The vast majority of the compounds tested with the BIMA platform in the new study killed the OPCs or were not beneficial to their development, and many prompted the OPCs to proliferate without transforming to oligodendrocytes. But eight drugs stood out on two counts: they successfully prompted OPCs to differentiate into oligodendrocytes, and the resulting oligodendrocytes robustly wrapped the micropillars with layers of myelin.
Remarkably, all eight drugs share a common mechanism of action: they each block a particular receptor—called the muscarinic receptor—on a subset of OPCs that respond to the neurotransmitter acetylcholine.

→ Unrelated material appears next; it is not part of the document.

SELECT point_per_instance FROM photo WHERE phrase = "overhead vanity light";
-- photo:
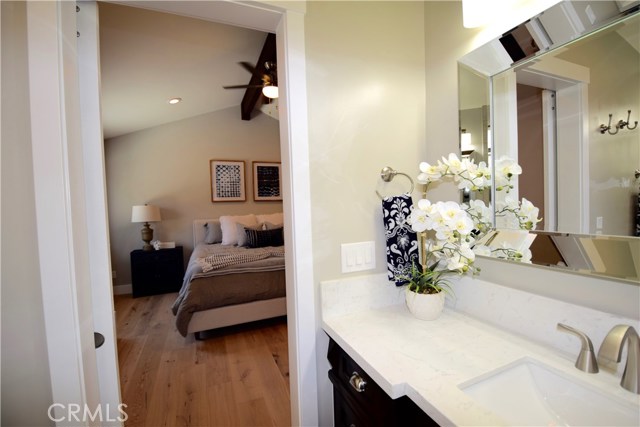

The antihistamine clemastine was the most effective of all 1,000 compounds tested in promoting both oligodendrocyte production and myelination. The drug exerts some of its anti-allergy effects by blocking the actions of histamine in mucous membranes, but the drug also has an “off-target” effect, blocking muscarinic receptors in the brain and elsewhere in the body.
“It is imperative that we exploit and utilize the power of our screening platform to search for additional compounds, but another next step is to identify the receptor targets of these anti-muscarinic drugs so we can develop therapeutic compounds with minimal side effects,” said Chan. “There are five different muscarinic receptors expressed in the nervous system, and a major question is whether the effects we observed are the result of blocking a single receptor or a combination of multiple receptors. Understanding the molecular mechanisms responsible for oligodendrocyte differentiation and myelination will provide valuable insight into the repair process and guide the development of new effective therapeutics for remyelination.”
In addition to Hauser and Green, Chan was joined in the study by UCSF postdoctoral fellows Feng Mei, PhD, Seonok Lee, PhD, Sonia R. Mayoral, PhD, and Aihoa Etxeberria, PhD; graduate student Stephanie Redmond; Stephen P.J. Fancy, PhD, DVM, assistant professor of pediatrics and neurology; Yun-An A. Shen; and Edna Miao. Also taking part in the study were Jianqin Niu, PhD, and Lan Xiao, PhD, of Third Military Medical University in Chongqing, China; Chao Zhao, PhD, and Robin J.M. Franklin, PhD, of the University of Cambridge, United Kingdom; and Brian Presley, of Trianja Technologies, Allen, Tex.
The majority of the research was funded by generous donors to the MS Research Group at UCSF. Additional funding was provided by the UCSF Clinical and Translational Science Institute Catalyst Award for Innovation, and a National Multiple Sclerosis Society Harry Weaver Neuroscience Scholar Award.